近々にレビューをアップしたら、またTBさせて下さい!

で、主演のサム・ライリーですが、イアン・カーティスのライヴでのパフォーマンスや雰囲気をかなり再現できていると思います。

この映画と合わせてマイケル・ウィンターボトムの「24アワー・パーティ・ピープル」も機会があれば、ぜひチェックしてみて下さい。
大した映画ではありませんが、同じJOY DIVISIONのこのエピソードを、音楽レーベル「ファクトリー」のオーナー、トニー・ウィルソンの視点で描いているため、興味深い面があります。

余談ですが、NEW ORDERの"Blue Monday"という曲は、イアンの自殺を残りのメンバーが知ったのが月曜だったことにちなみ、生まれた曲だったりします。
2000年代のバンドでさえも「なんちゃってJOY DIVISION」がUKには溢れていますので、いかにイアン・カーティスがいち音楽家として、才能を持った人であったかが伺われます。
オカピー
2009年05月19日 02:26
RAYさん、コメント有難うございます。

>TB
完成次第お願いします。

>「24アワー・パーティ・ピープル」
実は観ておりますです。
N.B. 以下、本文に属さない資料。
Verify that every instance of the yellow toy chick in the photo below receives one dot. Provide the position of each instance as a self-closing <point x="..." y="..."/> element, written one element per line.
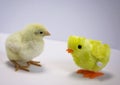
<point x="91" y="55"/>
<point x="23" y="46"/>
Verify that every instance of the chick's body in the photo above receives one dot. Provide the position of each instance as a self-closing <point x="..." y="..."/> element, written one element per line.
<point x="90" y="55"/>
<point x="27" y="44"/>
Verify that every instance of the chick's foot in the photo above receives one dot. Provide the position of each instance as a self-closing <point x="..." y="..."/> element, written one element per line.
<point x="89" y="74"/>
<point x="37" y="63"/>
<point x="18" y="66"/>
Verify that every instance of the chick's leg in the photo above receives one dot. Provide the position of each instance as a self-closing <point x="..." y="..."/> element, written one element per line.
<point x="37" y="63"/>
<point x="89" y="74"/>
<point x="18" y="66"/>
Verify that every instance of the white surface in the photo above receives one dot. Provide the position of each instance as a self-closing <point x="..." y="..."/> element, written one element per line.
<point x="57" y="68"/>
<point x="95" y="19"/>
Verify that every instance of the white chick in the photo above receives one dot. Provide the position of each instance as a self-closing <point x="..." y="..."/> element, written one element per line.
<point x="23" y="46"/>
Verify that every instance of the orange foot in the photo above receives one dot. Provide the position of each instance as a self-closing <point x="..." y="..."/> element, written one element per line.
<point x="89" y="74"/>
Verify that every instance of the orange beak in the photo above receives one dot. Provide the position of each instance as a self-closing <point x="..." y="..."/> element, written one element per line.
<point x="69" y="50"/>
<point x="47" y="33"/>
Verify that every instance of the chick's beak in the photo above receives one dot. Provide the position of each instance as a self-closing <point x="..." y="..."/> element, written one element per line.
<point x="69" y="50"/>
<point x="47" y="33"/>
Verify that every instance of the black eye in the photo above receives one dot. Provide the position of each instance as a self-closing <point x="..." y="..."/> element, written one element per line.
<point x="79" y="46"/>
<point x="41" y="32"/>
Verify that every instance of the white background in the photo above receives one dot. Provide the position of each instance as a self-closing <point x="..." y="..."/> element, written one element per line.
<point x="96" y="19"/>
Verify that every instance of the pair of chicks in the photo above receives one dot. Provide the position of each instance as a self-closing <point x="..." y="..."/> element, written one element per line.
<point x="23" y="46"/>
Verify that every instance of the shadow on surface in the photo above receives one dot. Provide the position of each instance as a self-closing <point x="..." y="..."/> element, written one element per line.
<point x="32" y="68"/>
<point x="106" y="76"/>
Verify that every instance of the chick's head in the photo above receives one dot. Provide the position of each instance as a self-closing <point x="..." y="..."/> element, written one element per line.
<point x="36" y="31"/>
<point x="77" y="45"/>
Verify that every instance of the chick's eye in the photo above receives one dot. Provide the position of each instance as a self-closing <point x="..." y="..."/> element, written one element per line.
<point x="41" y="32"/>
<point x="79" y="46"/>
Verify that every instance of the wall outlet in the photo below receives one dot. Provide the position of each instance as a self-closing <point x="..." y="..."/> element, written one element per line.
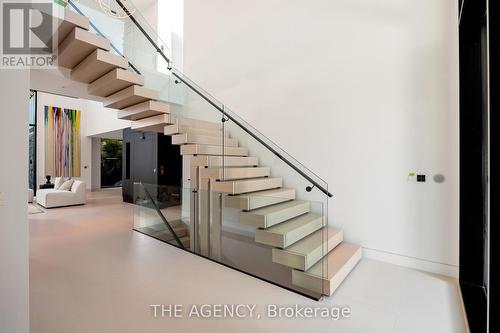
<point x="412" y="177"/>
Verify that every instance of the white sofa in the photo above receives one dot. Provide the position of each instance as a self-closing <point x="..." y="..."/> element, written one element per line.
<point x="51" y="198"/>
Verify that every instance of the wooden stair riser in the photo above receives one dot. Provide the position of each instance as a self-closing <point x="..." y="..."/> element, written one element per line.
<point x="328" y="277"/>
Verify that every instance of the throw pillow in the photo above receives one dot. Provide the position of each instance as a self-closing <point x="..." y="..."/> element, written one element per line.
<point x="66" y="186"/>
<point x="58" y="182"/>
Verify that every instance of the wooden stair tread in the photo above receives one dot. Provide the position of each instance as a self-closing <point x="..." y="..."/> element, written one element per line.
<point x="185" y="138"/>
<point x="78" y="45"/>
<point x="259" y="199"/>
<point x="198" y="123"/>
<point x="304" y="253"/>
<point x="65" y="24"/>
<point x="152" y="124"/>
<point x="234" y="173"/>
<point x="247" y="185"/>
<point x="143" y="110"/>
<point x="97" y="64"/>
<point x="180" y="129"/>
<point x="130" y="96"/>
<point x="271" y="215"/>
<point x="228" y="161"/>
<point x="327" y="274"/>
<point x="198" y="149"/>
<point x="114" y="81"/>
<point x="286" y="233"/>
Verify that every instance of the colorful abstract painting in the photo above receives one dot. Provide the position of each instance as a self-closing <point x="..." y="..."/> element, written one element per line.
<point x="62" y="142"/>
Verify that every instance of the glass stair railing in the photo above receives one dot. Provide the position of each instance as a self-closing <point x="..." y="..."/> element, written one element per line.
<point x="243" y="201"/>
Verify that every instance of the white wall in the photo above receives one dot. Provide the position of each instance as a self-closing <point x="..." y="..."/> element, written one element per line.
<point x="14" y="251"/>
<point x="95" y="120"/>
<point x="362" y="92"/>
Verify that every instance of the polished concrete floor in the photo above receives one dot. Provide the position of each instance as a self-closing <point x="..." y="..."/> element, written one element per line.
<point x="89" y="272"/>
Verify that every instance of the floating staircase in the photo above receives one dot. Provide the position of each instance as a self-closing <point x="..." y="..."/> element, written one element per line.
<point x="300" y="237"/>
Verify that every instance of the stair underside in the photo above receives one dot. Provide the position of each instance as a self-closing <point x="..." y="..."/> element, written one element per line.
<point x="96" y="65"/>
<point x="78" y="45"/>
<point x="116" y="80"/>
<point x="143" y="110"/>
<point x="152" y="124"/>
<point x="234" y="173"/>
<point x="326" y="275"/>
<point x="245" y="186"/>
<point x="308" y="251"/>
<point x="268" y="216"/>
<point x="286" y="233"/>
<point x="184" y="138"/>
<point x="197" y="149"/>
<point x="179" y="129"/>
<point x="227" y="161"/>
<point x="130" y="96"/>
<point x="70" y="21"/>
<point x="259" y="199"/>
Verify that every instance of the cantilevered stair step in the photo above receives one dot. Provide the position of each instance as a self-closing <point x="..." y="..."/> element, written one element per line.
<point x="66" y="24"/>
<point x="197" y="149"/>
<point x="234" y="173"/>
<point x="184" y="240"/>
<point x="327" y="275"/>
<point x="198" y="123"/>
<point x="97" y="64"/>
<point x="304" y="253"/>
<point x="259" y="199"/>
<point x="227" y="161"/>
<point x="78" y="45"/>
<point x="179" y="129"/>
<point x="152" y="124"/>
<point x="181" y="139"/>
<point x="144" y="110"/>
<point x="268" y="216"/>
<point x="285" y="234"/>
<point x="246" y="185"/>
<point x="131" y="96"/>
<point x="116" y="80"/>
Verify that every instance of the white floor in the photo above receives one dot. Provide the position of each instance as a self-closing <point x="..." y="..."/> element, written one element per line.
<point x="89" y="272"/>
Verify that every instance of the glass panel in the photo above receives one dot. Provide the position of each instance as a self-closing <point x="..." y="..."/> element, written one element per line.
<point x="157" y="213"/>
<point x="225" y="162"/>
<point x="32" y="157"/>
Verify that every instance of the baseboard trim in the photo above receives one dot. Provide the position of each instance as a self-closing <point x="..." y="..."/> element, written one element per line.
<point x="411" y="262"/>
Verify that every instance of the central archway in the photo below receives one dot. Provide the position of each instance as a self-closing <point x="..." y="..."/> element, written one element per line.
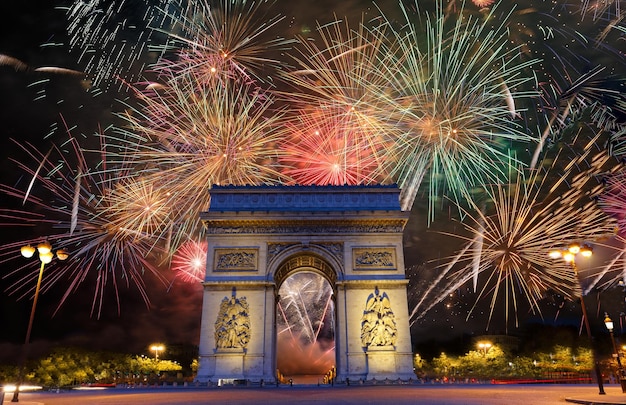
<point x="305" y="327"/>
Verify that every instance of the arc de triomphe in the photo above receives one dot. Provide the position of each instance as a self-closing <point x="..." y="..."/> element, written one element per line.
<point x="260" y="235"/>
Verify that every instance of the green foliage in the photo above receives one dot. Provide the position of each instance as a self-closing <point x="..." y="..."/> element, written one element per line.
<point x="496" y="363"/>
<point x="71" y="366"/>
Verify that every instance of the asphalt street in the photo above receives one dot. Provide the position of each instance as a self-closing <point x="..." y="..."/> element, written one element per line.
<point x="382" y="394"/>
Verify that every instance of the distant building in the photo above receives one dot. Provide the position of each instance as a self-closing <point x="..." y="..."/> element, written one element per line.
<point x="505" y="342"/>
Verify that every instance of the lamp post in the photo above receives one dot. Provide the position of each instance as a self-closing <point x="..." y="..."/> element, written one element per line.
<point x="45" y="256"/>
<point x="620" y="371"/>
<point x="156" y="349"/>
<point x="569" y="255"/>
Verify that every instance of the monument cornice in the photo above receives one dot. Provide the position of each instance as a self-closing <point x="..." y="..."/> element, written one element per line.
<point x="332" y="224"/>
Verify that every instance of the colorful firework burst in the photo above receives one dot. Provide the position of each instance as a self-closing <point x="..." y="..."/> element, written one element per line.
<point x="533" y="216"/>
<point x="112" y="37"/>
<point x="454" y="98"/>
<point x="341" y="82"/>
<point x="323" y="150"/>
<point x="231" y="40"/>
<point x="205" y="134"/>
<point x="189" y="261"/>
<point x="67" y="202"/>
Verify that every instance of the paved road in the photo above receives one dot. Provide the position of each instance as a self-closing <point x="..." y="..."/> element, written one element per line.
<point x="309" y="395"/>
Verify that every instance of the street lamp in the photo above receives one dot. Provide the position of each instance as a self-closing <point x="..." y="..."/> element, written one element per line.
<point x="45" y="256"/>
<point x="156" y="349"/>
<point x="569" y="255"/>
<point x="620" y="371"/>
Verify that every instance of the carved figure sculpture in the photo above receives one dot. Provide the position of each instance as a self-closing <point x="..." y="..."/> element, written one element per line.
<point x="378" y="325"/>
<point x="232" y="327"/>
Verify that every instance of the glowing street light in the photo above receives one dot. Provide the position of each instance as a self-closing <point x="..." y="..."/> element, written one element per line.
<point x="609" y="325"/>
<point x="156" y="349"/>
<point x="569" y="255"/>
<point x="44" y="250"/>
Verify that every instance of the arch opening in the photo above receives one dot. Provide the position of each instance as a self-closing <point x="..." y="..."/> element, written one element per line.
<point x="305" y="327"/>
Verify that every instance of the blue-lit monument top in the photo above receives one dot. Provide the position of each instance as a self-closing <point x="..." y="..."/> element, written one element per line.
<point x="305" y="198"/>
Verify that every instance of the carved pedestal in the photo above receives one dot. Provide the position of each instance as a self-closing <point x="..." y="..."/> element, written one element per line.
<point x="230" y="363"/>
<point x="381" y="362"/>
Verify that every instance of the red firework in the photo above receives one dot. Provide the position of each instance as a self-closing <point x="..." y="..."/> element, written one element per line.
<point x="189" y="261"/>
<point x="330" y="149"/>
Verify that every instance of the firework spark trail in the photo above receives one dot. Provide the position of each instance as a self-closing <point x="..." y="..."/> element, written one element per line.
<point x="303" y="307"/>
<point x="323" y="149"/>
<point x="452" y="98"/>
<point x="189" y="261"/>
<point x="110" y="37"/>
<point x="217" y="134"/>
<point x="418" y="310"/>
<point x="533" y="216"/>
<point x="232" y="41"/>
<point x="102" y="251"/>
<point x="340" y="82"/>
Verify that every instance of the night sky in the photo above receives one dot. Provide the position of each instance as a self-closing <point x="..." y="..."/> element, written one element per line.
<point x="34" y="111"/>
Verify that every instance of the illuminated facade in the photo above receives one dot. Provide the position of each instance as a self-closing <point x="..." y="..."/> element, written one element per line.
<point x="260" y="235"/>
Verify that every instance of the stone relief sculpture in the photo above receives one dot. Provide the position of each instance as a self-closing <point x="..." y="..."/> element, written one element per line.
<point x="240" y="260"/>
<point x="232" y="327"/>
<point x="378" y="324"/>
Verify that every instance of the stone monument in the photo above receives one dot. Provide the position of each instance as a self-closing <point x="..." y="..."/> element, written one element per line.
<point x="260" y="235"/>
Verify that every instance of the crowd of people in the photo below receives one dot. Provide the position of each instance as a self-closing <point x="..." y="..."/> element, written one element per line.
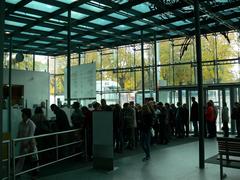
<point x="133" y="124"/>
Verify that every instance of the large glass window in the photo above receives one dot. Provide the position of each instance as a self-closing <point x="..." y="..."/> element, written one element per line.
<point x="41" y="63"/>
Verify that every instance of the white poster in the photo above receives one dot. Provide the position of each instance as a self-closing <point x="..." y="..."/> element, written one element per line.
<point x="83" y="81"/>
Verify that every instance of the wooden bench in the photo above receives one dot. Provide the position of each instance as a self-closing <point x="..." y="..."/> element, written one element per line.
<point x="230" y="148"/>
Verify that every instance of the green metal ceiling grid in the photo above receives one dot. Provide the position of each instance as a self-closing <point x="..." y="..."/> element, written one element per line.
<point x="40" y="26"/>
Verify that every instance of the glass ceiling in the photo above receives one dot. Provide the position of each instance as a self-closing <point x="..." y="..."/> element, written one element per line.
<point x="41" y="26"/>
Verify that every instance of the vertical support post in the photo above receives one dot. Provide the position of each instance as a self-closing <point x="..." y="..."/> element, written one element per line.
<point x="10" y="88"/>
<point x="34" y="63"/>
<point x="155" y="69"/>
<point x="200" y="86"/>
<point x="101" y="72"/>
<point x="216" y="75"/>
<point x="135" y="75"/>
<point x="2" y="7"/>
<point x="173" y="62"/>
<point x="142" y="67"/>
<point x="180" y="92"/>
<point x="69" y="59"/>
<point x="117" y="61"/>
<point x="48" y="65"/>
<point x="79" y="56"/>
<point x="13" y="159"/>
<point x="232" y="101"/>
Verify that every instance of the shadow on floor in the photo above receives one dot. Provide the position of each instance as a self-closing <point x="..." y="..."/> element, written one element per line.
<point x="78" y="163"/>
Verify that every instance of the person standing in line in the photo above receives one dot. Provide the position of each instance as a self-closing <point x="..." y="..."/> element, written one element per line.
<point x="27" y="129"/>
<point x="225" y="119"/>
<point x="210" y="118"/>
<point x="147" y="120"/>
<point x="77" y="116"/>
<point x="236" y="116"/>
<point x="194" y="116"/>
<point x="185" y="118"/>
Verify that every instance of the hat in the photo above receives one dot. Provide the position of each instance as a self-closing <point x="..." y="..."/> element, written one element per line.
<point x="27" y="112"/>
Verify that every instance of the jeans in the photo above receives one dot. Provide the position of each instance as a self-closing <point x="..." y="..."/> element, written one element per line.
<point x="145" y="140"/>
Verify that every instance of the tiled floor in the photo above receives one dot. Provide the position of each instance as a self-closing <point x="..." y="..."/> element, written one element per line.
<point x="173" y="163"/>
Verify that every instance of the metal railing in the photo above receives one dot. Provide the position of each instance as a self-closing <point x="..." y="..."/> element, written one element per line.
<point x="56" y="148"/>
<point x="7" y="160"/>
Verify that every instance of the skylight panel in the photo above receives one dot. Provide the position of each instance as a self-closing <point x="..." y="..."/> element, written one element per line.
<point x="101" y="22"/>
<point x="13" y="23"/>
<point x="41" y="28"/>
<point x="41" y="6"/>
<point x="118" y="16"/>
<point x="89" y="37"/>
<point x="122" y="27"/>
<point x="75" y="15"/>
<point x="91" y="8"/>
<point x="13" y="1"/>
<point x="143" y="8"/>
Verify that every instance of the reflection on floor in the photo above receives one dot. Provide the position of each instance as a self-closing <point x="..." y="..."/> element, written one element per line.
<point x="171" y="162"/>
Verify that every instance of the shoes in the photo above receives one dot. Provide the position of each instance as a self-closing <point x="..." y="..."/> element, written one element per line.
<point x="146" y="158"/>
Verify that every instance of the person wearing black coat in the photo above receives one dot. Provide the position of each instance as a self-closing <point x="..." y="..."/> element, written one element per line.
<point x="194" y="116"/>
<point x="146" y="125"/>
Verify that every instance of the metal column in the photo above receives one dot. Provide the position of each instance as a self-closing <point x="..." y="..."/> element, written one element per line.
<point x="2" y="4"/>
<point x="79" y="57"/>
<point x="142" y="68"/>
<point x="134" y="62"/>
<point x="69" y="59"/>
<point x="200" y="86"/>
<point x="232" y="101"/>
<point x="10" y="88"/>
<point x="155" y="69"/>
<point x="34" y="63"/>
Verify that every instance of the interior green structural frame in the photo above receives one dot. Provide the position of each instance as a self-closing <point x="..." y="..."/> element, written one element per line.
<point x="40" y="26"/>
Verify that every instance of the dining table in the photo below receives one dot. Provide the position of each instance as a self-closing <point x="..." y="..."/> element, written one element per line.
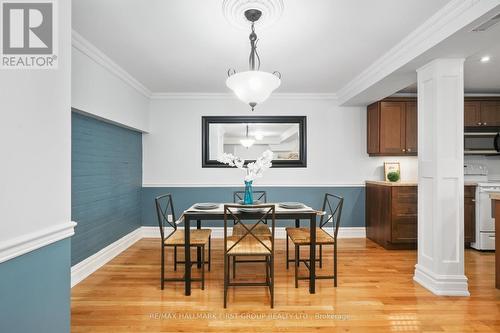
<point x="203" y="215"/>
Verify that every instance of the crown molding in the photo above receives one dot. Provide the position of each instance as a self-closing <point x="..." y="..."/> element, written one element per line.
<point x="83" y="45"/>
<point x="222" y="96"/>
<point x="451" y="18"/>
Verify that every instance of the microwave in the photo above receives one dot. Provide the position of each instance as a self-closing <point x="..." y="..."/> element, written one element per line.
<point x="481" y="143"/>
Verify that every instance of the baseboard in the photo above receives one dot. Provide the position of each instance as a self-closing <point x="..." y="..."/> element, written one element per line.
<point x="91" y="264"/>
<point x="88" y="266"/>
<point x="441" y="285"/>
<point x="35" y="240"/>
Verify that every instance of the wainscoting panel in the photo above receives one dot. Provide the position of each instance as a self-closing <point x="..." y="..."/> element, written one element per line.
<point x="106" y="186"/>
<point x="35" y="290"/>
<point x="353" y="213"/>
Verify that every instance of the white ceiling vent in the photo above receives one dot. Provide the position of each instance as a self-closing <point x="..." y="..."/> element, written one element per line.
<point x="488" y="24"/>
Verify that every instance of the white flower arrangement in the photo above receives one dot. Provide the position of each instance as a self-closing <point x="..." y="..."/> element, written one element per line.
<point x="253" y="170"/>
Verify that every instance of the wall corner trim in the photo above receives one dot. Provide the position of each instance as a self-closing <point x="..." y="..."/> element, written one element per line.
<point x="29" y="242"/>
<point x="87" y="48"/>
<point x="88" y="266"/>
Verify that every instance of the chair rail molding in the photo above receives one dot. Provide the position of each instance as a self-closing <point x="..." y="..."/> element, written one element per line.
<point x="452" y="17"/>
<point x="80" y="43"/>
<point x="29" y="242"/>
<point x="88" y="266"/>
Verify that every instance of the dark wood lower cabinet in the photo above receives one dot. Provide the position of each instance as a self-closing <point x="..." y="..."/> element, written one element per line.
<point x="391" y="214"/>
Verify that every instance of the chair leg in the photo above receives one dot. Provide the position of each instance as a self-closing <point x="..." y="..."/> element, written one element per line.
<point x="175" y="258"/>
<point x="272" y="279"/>
<point x="234" y="267"/>
<point x="287" y="249"/>
<point x="296" y="266"/>
<point x="320" y="256"/>
<point x="162" y="266"/>
<point x="209" y="252"/>
<point x="226" y="276"/>
<point x="203" y="267"/>
<point x="335" y="264"/>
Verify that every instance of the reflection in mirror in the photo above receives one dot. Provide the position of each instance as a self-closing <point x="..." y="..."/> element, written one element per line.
<point x="249" y="140"/>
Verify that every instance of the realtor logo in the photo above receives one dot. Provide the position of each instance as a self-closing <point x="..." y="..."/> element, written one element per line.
<point x="28" y="32"/>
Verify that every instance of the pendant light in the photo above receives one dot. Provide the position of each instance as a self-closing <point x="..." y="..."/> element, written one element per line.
<point x="247" y="142"/>
<point x="253" y="86"/>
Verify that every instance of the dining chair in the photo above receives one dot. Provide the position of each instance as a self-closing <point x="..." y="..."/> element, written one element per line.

^^
音楽の実像に迫るという点でなかなか面白い作品でした。
採点は☆☆☆でした。
しかし、この手は独立して観るより併せて観た方が双方の評価が上がる可能性が高いですね。

>イアン・カーティス
なるほど。
本当のメジャーになる前に死んでしまいましたが、パンクロック以降のアーティスト名に疎い僕が彼の名前は知っていましたよ。それだけの実力者だったんですね。
シュエット
2009年05月19日 10:17
>音楽家というよりは一若者の生活記録といった普遍的な扱いになっている。
ここんとこ立て続けにミュージシャンの映画がつくられている中で、本作は一人の若者を描いているっていう視線がとても良かった。
上でもかかれているけれど血判のシーンなんて「24アワー・パーティ・ピープル」と重なって、面白かった。当時の雰囲気をうまく再現してるなって思ったし、サム・ライリー君の好演が良かった。
>サマンサ・モートンは役に比較してとうが立っている感じが強い。
イアンはミュージシャンとして女の子たちから騒がれ、女房は糠みそくさくなっていく。糟糠の妻が段々と重荷になってくる。とうのたったサマンサ・モートンってすごい説得力あったわ。


オカピー
2009年05月20日 02:17
シュエットさん、こんばんは。

同じようなロックスターの奇跡でも「ラストデイズ」は、映画的には優れているのだろうけど、ヴァン・サント氏が気取りすぎて全くピンと来なかった。
シュエットさんも同様でしたっけ?

>サマンサ・モートン
これが最後の1年間くらいを描いたものならサマンサ嬢で全く問題なしですが、実際には19歳で結婚する前から描いているので、結婚前と1980年頃の落差が余り感じられない、という意味でございます。
最初は随分似ている女優がいたものだなあと思っていたのですが。
若作りはそれなりに上手く行ってはいましたし、モノクロはその辺りを上手く誤魔化してくれるかもしれません。
しかし、例の「ミスター・ロンリー」を見た後だけだから、なおさらジローでした。